小説は映画やドラマとは違います。情景描写においても、もちろんそうです。

映画であれば、貴方は画面に映った物はどこを見ても自由ですよね。
主演の顔を見なくとも、背景のぶらんこを見ていてもOKです。

 

しかし小説の場合は書かなければ見えません。
「ここは公園で、ぶらんこがある」
と言わなければ、ぶらんこは見えません。(厳密には少し違いますが、ここは話をシンプルに…)

 

ここが問題となります。

 

描写をすれば背景はしっかりと写りますが、逆にストーリーの流れを止めてしまうというデメリットがあります。

 

例えば 主人公が学校に来たとします。
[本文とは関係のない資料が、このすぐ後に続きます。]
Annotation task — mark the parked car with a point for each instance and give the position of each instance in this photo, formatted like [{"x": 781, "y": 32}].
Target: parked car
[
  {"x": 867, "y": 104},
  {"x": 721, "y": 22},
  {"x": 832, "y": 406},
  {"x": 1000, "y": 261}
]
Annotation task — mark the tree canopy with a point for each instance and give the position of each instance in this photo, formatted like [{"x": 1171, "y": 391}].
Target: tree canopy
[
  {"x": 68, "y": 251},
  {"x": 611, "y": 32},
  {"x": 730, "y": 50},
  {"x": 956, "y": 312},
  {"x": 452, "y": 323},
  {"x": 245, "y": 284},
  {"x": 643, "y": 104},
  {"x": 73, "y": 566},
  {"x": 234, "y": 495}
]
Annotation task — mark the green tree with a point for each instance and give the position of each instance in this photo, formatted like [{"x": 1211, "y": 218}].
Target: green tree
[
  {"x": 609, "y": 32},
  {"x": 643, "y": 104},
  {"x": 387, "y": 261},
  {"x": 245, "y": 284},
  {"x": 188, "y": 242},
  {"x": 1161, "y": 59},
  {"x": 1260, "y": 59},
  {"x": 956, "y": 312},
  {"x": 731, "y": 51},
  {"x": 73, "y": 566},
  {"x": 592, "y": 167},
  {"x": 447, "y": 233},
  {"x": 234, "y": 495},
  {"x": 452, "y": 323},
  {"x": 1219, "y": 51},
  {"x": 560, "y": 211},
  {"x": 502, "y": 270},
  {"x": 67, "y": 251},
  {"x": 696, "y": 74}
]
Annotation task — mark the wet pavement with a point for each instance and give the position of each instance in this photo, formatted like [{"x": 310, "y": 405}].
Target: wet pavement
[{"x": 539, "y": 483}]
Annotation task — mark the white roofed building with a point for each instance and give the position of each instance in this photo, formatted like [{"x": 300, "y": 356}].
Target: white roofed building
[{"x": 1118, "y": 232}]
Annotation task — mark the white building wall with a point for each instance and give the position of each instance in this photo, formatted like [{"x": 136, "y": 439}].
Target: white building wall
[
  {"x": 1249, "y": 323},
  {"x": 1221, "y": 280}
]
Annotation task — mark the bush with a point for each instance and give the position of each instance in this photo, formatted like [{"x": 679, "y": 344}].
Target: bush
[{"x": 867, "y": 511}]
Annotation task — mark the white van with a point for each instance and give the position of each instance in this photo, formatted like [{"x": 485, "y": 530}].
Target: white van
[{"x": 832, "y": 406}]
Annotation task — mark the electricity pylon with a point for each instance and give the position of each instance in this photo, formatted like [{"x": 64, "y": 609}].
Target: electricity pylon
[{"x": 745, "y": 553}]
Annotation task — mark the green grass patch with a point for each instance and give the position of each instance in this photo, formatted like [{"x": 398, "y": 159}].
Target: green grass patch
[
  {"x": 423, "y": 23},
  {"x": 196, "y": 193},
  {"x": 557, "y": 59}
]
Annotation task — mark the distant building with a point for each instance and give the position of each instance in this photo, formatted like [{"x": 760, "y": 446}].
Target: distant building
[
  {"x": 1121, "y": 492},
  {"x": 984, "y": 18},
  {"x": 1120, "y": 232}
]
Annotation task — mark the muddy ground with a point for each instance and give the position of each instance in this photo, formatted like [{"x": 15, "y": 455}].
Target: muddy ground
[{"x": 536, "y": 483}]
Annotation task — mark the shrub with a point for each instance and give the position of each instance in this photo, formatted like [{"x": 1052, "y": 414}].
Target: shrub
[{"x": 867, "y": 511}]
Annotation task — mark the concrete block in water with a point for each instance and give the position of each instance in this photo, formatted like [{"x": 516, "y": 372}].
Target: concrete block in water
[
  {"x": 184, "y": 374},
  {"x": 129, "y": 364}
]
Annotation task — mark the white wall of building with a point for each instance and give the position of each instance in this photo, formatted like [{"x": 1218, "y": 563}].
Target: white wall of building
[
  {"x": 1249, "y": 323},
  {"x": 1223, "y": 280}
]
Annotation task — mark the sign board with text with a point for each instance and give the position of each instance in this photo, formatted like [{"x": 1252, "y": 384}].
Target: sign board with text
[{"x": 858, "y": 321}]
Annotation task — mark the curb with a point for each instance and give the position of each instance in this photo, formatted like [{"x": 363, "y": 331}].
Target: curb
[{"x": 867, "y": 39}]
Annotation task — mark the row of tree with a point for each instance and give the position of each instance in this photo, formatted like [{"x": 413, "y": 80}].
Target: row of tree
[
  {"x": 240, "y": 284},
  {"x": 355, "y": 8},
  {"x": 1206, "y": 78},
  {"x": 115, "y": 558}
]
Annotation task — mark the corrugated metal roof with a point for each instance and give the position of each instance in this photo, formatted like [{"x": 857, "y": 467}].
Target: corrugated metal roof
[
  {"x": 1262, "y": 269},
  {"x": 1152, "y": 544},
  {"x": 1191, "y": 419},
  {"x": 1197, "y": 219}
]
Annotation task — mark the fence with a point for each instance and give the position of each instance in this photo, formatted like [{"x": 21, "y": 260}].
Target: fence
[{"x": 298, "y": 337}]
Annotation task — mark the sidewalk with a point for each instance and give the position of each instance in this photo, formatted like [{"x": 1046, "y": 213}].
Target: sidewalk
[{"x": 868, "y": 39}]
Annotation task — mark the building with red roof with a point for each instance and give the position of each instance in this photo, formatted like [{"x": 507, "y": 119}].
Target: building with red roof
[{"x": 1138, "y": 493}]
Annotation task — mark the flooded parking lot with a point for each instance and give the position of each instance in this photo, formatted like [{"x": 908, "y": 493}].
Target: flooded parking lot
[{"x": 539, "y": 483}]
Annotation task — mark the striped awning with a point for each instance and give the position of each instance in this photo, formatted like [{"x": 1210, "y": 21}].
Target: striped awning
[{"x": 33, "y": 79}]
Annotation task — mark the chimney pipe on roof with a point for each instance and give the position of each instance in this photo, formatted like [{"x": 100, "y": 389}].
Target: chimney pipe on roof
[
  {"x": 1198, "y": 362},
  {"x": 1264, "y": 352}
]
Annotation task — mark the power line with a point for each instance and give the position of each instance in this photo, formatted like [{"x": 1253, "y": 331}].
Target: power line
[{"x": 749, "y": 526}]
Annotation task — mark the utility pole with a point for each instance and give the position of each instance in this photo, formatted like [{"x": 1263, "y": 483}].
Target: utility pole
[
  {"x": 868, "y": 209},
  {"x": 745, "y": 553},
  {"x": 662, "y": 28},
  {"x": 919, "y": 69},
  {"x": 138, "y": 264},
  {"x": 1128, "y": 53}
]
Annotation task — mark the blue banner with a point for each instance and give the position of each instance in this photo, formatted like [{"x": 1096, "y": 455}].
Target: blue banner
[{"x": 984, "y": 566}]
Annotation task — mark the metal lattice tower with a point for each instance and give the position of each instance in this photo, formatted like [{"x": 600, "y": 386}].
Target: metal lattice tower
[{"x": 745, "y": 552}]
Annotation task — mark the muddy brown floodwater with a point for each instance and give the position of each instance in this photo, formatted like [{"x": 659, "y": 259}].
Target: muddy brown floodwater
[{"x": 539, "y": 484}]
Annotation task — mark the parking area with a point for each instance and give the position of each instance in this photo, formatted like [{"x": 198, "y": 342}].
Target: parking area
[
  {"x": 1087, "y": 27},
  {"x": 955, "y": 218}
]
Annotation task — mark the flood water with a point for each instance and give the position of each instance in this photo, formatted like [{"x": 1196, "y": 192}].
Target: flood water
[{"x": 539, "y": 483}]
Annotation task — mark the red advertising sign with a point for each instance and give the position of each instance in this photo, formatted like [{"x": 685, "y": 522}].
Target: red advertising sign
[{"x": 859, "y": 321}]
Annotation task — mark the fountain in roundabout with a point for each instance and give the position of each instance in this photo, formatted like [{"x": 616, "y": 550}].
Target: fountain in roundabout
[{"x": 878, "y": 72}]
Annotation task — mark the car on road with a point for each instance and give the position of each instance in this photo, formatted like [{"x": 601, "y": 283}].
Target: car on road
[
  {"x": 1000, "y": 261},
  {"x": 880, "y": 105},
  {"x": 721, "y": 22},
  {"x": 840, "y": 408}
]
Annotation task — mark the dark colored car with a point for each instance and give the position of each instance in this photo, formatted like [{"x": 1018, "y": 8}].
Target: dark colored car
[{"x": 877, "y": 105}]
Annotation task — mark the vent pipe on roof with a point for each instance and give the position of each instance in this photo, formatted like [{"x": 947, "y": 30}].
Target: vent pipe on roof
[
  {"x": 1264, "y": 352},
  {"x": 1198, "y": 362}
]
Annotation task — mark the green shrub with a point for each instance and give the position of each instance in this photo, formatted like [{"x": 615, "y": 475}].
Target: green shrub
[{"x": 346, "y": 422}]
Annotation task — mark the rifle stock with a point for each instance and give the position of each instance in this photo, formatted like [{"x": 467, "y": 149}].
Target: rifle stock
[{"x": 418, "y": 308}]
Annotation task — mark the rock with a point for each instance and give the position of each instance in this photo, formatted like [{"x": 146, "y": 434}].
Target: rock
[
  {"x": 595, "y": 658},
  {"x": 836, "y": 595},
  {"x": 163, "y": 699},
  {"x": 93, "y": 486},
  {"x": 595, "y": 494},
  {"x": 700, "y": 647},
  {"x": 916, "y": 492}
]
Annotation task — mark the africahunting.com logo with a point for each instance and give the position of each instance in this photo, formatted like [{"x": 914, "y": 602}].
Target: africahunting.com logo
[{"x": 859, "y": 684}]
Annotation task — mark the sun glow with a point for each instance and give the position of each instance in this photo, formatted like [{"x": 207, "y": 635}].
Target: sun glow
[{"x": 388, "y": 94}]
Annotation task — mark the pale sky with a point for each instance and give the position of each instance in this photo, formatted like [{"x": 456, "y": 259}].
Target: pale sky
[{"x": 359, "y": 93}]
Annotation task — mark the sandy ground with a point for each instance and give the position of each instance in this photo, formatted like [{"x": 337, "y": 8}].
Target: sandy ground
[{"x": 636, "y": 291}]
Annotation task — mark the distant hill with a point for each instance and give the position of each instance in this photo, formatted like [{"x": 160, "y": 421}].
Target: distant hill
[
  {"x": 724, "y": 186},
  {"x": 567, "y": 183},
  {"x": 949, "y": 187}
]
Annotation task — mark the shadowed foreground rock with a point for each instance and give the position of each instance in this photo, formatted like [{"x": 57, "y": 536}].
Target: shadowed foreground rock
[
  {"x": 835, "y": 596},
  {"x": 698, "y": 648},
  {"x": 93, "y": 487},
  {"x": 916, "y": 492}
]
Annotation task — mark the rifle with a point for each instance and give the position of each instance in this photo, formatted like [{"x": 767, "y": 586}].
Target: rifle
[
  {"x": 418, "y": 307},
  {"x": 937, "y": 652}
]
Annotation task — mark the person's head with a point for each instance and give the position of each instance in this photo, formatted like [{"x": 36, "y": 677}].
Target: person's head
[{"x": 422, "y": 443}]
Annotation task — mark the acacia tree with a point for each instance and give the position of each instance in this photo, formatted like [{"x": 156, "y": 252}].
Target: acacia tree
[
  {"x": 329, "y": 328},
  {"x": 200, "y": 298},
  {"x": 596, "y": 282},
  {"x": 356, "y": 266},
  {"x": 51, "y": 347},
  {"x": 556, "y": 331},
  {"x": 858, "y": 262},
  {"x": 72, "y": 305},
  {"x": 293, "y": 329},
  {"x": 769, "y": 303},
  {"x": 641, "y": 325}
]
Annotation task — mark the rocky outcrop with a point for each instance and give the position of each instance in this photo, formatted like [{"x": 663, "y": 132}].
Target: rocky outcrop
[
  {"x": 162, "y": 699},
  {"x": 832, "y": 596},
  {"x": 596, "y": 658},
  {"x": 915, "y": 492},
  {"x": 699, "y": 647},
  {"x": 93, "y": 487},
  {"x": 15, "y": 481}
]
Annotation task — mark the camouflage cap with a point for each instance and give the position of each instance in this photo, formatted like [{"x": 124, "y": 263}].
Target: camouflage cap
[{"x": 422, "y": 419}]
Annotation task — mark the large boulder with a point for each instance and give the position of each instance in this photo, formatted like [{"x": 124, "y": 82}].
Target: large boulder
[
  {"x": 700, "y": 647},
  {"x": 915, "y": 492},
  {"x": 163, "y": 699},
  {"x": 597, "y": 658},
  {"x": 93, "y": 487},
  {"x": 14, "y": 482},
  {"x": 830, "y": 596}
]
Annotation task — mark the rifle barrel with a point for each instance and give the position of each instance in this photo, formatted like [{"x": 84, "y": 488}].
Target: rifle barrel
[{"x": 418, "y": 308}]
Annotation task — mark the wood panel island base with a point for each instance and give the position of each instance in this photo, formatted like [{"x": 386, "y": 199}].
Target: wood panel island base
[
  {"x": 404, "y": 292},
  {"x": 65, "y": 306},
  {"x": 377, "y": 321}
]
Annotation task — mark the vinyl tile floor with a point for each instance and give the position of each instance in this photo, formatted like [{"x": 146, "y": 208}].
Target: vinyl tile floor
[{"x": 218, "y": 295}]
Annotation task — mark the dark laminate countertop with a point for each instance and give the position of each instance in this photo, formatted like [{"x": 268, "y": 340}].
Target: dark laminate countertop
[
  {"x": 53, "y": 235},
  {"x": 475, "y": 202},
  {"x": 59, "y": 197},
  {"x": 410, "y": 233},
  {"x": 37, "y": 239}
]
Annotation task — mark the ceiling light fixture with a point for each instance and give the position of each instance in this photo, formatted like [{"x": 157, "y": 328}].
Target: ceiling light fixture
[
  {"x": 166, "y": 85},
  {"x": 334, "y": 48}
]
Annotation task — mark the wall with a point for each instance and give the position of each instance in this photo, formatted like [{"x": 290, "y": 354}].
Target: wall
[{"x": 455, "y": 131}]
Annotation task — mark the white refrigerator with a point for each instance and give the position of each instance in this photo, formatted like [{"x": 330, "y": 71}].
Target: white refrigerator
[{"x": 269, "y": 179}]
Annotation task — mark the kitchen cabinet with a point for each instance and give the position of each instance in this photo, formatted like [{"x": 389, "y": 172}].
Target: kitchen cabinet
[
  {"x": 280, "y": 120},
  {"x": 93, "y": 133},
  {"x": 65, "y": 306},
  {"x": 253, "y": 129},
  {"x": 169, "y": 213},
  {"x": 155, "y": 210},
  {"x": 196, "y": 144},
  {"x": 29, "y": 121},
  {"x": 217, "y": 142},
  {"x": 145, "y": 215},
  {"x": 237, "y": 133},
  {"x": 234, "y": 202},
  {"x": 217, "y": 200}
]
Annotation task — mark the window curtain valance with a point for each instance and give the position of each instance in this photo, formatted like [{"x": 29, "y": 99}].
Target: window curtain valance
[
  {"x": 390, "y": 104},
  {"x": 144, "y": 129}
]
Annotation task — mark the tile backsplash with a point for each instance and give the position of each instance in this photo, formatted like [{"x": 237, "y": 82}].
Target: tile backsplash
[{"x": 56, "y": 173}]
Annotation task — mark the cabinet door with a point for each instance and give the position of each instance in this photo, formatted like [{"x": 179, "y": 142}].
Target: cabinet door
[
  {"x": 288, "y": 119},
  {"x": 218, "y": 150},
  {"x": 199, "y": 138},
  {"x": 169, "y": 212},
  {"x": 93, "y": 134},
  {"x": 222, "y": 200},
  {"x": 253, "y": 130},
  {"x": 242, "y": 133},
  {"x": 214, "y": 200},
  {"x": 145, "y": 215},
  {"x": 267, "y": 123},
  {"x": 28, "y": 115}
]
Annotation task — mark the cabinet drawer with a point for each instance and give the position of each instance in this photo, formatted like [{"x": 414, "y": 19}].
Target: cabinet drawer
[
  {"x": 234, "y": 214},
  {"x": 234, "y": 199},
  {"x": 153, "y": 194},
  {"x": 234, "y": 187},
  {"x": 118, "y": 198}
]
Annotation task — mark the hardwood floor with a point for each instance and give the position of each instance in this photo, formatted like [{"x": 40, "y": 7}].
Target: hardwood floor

その時、情景描写を始めれば、その間は主人公は動きません。
「グラウンドには昨日の雨の跡があり…」と情景描写している間は、物語も主人公も停止しています。
たとえ隣に脇役の友人がいたとしても、友人も一緒に止まっています。

映画で言えば、カメラがグラウンドを映している状態ですから、この間は、主人公達には動きがありません。

(なぜなら、読者は頭の中で、その情景をイメージしてシーンを作っている最中ですから、物語や会話が同時進行は出来ません)

 

つまり。

情景描写をすればするほどに、物語が止まってしまい、ストーリー展開が遅くなってしまうというデメリットが生まれてしまう訳ですね。

例えるなら、情景描写とストーリーは「天秤」のようなものでしょうか。

右の秤にはストーリーの流れ、左の秤には情景描写。
ストーリーのスムーズな流れを優先すると描写が犠牲になり、描写をリアルにするとストーリーが止まってしまう…。

 

確かに、色々な小説論を読んでいますと、描写のしすぎはストーリーの流れを止めてしまうので、少ない方が良いと書いてあるものが多く感じられます。

しかし描写を少なくすると、漫画で言うと背景が真っ白な状態になってしまいます。
(小説では、言葉で表現していないものは原則として、読者側にはほとんど見えていないからです)

たとえどんな良いストーリーでも、背景がいい加減では、どこか冷めてしまいますよね。

 

ここがあらゆる小説家の悩むところと思います。

私も必ず、完成した小説は情景描写の量だけをチェックするために何度か読み返します。

 

この二つの割合は、かなり個人の好みが反映されますが、

情景描写さえ書きまくればリアルな小説になる訳ではなく、むしろ多すぎる情景描写はストーリーを止める、という点をいつも頭のどこかに置いておいて頂ければ、格段にストーリー展開と情景描写のバランスがよくなるかと思います。